Algebraic manipulation involves rearranging and simplifying expressions using the principles of arithmetic and algebra. The goal is to isolate the variable we're solving for on one side of the inequality to find its possible values.

In the given example, subtracting \(12x\) and \(45\) from both sides represent algebraic manipulation steps to isolate the \(x\) variable. An important tip during manipulation is to perform the same operation on both sides of the inequality to maintain its balance. This step-by-step approach can be helpful, particularly for more complex inequalities, as it breaks down each phase of solving the inequality into more manageable parts.

To find the solution to an inequality, after algebraic manipulation, the final step typically involves dividing or multiplying both sides by a constant to solve for the variable. When doing so, it's crucial to remember that if we multiply or divide both sides of an inequality by a negative number, we need to reverse the inequality symbol.

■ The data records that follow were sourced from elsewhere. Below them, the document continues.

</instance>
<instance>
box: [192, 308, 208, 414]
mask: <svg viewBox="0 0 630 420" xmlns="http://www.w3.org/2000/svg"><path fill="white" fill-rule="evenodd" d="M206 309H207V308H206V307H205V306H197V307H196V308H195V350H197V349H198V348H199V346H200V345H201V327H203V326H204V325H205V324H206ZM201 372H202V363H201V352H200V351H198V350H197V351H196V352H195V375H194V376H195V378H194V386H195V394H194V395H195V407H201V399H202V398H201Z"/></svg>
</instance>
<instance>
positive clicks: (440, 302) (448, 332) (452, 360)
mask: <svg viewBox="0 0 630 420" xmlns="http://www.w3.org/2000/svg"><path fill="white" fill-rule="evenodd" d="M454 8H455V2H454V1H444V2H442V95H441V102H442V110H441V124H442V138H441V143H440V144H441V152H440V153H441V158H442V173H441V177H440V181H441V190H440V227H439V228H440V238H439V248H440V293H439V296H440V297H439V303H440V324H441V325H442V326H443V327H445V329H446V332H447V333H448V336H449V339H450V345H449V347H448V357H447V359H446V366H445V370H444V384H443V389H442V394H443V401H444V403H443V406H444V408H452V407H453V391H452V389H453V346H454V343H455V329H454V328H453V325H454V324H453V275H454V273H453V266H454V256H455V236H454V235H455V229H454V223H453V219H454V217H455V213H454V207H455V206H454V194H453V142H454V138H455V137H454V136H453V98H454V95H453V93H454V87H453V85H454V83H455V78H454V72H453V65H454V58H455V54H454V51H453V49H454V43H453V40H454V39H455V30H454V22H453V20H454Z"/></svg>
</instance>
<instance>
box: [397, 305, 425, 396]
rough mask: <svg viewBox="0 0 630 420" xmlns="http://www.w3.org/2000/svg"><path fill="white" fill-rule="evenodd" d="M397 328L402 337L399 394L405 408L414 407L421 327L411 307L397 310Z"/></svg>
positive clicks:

In the exercise \( x \leq -53/6 \), we find that any number less than or equal to \(-\frac{53}{6}\) will satisfy the original inequality. Writing down the solution as a statement can aid in comprehension: 'The set of all numbers less than or equal to \(-\frac{53}{6}\) are solutions to the inequality.' This clarification can be invaluable for students who may not initially grasp why certain steps are necessary in finding the solution to an inequality.